Lastly, every kernel module needs to include linux/module.h. We needed to

include linux/kernel.h only for the macro expansion for the

printk() log level, KERN_ALERT, which you’ll learn about in Section 2.1.1.

2.1.1. Introducing printk()

Despite what you might think, printk() was not meant to communicate information to the user,

even though we used it for exactly this purpose in hello-1! It happens to be a logging

mechanism for the kernel, and is used to log information or give warnings. Therefore, each printk()

statement comes with a priority, which is the <1> and KERN_ALERT you see.

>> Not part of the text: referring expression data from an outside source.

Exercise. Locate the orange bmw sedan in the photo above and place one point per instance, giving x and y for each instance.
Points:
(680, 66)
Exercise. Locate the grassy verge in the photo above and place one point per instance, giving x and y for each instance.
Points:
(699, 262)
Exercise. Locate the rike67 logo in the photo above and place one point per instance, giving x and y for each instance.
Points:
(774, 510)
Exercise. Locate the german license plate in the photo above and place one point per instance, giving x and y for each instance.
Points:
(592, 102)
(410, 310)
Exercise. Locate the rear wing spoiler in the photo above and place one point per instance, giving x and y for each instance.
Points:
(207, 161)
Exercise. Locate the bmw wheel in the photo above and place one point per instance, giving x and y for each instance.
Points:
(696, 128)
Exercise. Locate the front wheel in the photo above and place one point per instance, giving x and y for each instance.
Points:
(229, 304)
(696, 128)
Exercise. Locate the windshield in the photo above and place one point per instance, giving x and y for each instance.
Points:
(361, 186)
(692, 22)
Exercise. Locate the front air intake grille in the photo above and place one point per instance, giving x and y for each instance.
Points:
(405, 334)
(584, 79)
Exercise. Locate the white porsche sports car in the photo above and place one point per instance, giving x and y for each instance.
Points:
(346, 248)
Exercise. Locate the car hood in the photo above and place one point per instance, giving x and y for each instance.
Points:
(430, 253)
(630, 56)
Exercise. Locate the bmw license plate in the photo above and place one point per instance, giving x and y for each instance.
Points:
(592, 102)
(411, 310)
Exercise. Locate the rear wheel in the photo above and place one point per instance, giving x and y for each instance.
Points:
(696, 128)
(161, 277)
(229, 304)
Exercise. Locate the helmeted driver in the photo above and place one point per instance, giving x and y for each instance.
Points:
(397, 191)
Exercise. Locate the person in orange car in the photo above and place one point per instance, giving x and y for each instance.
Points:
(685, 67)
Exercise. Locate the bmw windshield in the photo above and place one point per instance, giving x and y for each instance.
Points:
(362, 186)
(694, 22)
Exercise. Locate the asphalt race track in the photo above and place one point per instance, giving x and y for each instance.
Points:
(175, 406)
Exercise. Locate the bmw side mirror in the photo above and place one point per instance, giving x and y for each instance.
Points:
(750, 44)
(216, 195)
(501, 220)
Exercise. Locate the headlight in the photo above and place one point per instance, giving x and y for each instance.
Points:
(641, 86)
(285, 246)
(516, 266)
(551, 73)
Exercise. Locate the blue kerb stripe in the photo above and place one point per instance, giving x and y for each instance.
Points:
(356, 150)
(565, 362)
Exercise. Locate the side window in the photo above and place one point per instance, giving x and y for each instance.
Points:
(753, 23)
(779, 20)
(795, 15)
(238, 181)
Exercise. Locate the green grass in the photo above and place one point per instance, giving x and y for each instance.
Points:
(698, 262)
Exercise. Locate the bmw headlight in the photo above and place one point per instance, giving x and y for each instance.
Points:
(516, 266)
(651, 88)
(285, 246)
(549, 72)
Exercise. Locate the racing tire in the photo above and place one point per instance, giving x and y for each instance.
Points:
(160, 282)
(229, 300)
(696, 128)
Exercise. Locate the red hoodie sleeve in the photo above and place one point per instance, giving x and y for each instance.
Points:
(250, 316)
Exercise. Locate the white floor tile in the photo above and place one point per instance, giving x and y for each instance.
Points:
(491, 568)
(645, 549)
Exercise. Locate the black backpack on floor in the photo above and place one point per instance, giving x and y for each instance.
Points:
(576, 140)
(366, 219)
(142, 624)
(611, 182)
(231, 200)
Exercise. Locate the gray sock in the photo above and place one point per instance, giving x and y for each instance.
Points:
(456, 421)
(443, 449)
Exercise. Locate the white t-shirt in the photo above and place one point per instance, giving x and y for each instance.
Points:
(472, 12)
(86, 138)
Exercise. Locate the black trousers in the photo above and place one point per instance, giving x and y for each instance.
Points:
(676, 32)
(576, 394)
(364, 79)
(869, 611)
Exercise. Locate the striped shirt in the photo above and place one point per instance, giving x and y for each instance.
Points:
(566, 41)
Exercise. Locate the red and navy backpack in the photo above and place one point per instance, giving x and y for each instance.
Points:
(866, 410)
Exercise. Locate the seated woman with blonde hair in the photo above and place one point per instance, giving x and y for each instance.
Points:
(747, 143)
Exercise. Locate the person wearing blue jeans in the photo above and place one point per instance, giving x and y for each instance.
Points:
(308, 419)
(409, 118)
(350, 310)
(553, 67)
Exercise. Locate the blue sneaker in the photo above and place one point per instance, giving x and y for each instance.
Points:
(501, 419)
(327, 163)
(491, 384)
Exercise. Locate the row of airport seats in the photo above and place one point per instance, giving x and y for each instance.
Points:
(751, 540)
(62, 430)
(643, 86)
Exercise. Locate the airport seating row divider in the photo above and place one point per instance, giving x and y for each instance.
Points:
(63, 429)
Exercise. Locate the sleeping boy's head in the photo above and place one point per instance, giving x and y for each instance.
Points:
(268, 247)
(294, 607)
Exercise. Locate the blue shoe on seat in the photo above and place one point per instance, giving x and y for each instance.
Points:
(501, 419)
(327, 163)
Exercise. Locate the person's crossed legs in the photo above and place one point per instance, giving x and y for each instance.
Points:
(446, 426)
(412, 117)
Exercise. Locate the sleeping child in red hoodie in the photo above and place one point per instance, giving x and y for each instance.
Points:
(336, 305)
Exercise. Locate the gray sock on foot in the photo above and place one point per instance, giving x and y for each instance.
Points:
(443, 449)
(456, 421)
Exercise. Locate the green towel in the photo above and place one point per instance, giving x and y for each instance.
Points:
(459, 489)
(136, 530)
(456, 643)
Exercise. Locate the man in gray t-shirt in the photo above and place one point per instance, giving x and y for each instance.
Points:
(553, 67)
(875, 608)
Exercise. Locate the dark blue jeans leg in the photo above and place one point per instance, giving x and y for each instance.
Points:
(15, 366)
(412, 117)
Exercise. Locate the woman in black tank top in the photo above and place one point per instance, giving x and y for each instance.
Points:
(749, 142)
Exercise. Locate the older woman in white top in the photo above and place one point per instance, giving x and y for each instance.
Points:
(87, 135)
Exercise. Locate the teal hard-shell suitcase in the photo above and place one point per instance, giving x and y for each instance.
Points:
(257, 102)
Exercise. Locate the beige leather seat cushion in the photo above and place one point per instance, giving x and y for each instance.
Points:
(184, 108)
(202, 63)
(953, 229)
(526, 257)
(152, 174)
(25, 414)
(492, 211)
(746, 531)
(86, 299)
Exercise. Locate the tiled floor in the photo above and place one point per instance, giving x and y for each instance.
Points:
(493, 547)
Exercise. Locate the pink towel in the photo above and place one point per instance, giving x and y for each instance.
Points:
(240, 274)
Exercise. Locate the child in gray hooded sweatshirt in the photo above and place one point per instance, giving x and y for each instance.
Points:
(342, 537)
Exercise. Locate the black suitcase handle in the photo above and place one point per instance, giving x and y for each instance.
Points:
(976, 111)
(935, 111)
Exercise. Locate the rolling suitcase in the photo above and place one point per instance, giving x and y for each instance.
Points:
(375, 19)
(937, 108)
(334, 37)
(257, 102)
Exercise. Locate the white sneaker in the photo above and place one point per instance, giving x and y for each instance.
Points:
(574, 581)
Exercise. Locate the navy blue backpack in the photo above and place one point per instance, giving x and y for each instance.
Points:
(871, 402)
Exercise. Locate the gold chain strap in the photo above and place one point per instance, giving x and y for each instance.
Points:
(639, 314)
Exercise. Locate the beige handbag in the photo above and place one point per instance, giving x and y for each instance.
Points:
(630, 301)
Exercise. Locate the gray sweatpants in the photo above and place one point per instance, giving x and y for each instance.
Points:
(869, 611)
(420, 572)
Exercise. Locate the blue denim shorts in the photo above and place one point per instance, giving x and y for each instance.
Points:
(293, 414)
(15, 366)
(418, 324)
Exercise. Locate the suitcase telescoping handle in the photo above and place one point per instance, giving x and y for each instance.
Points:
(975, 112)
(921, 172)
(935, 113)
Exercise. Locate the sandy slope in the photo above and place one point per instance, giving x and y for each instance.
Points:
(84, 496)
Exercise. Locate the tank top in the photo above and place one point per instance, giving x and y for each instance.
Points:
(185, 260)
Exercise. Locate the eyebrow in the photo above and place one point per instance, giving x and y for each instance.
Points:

There are 8 priorities and the kernel has macros for them, so you don’t have to use cryptic numbers, and you can view them

(and their meanings) in linux/kernel.h. If you don’t specify a priority level, the

default priority, DEFAULT_MESSAGE_LOGLEVEL, will be used.

Take time to read through the priority macros. The header file also describes what each priority means. In

practise, don’t use number, like <4>. Always use the macro, like

KERN_WARNING.

If the priority is less than int console_loglevel, the message is printed on your current

terminal. If both syslogd and klogd are running, then the message will also

get appended to /var/log/messages, whether it got printed to the console or not. We use a high

priority, like KERN_ALERT, to make sure the printk() messages get printed to your

console rather than just logged to your logfile. When you write real modules, you’ll want to use priorities that are

meaningful for the situation at hand.

2.2. Compiling Kernel Modules

Kernel modules need to be compiled with certain gcc options to make them work. In addition, they also need to be

compiled with certain symbols defined. This is because the kernel header files need to behave differently, depending on

whether we’re compiling a kernel module or an executable. You can define symbols using gcc’s -D option, or

with the #define preprocessor command. We’ll cover what you need to do in order to compile kernel modules

in this section.

We use gcc’s -isystem option instead of -I because it tells gcc to surpress some

“unused variable” warnings that -W -Wall causes when you include module.h.

By using -isystem under gcc-3.0, the kernel header files are treated specially, and the warnings are

surpressed. If you instead use -I (or even -isystem under gcc 2.9x), the “unused variable”

warnings will be printed. Just ignore them if they do.

So, let’s look at a simple Makefile for compiling a module named hello-1.c:

Example 2-2. Makefile for a basic kernel module

TARGET := hello-1

WARN := -W -Wall -Wstrict-prototypes -Wmissing-prototypes

INCLUDE := -isystem /lib/modules/`uname -r`/build/include

CFLAGS := -O2 -DMODULE -D__KERNEL__ ${WARN} ${INCLUDE}

CC := gcc-3.0

${TARGET}.o: ${TARGET}.c

.PHONY: clean

clean:

rm -rf {TARGET}.oAs an exercise to the reader, compile hello-1.c and insert it into the kernel with insmod

./hello-1.o (ignore anything you see about tainted kernels; we’ll cover that shortly). Neat, eh? All modules

loaded into the kernel are listed in /proc/modules. Go ahead and cat that file to see that your module

is really a part of the kernel. Congratulations, you are now the author of Linux kernel code! When the novelty wares off,

remove your module from the kernel by using rmmod hello-1. Take a look at

/var/log/messages just to see that it got logged to your system logfile.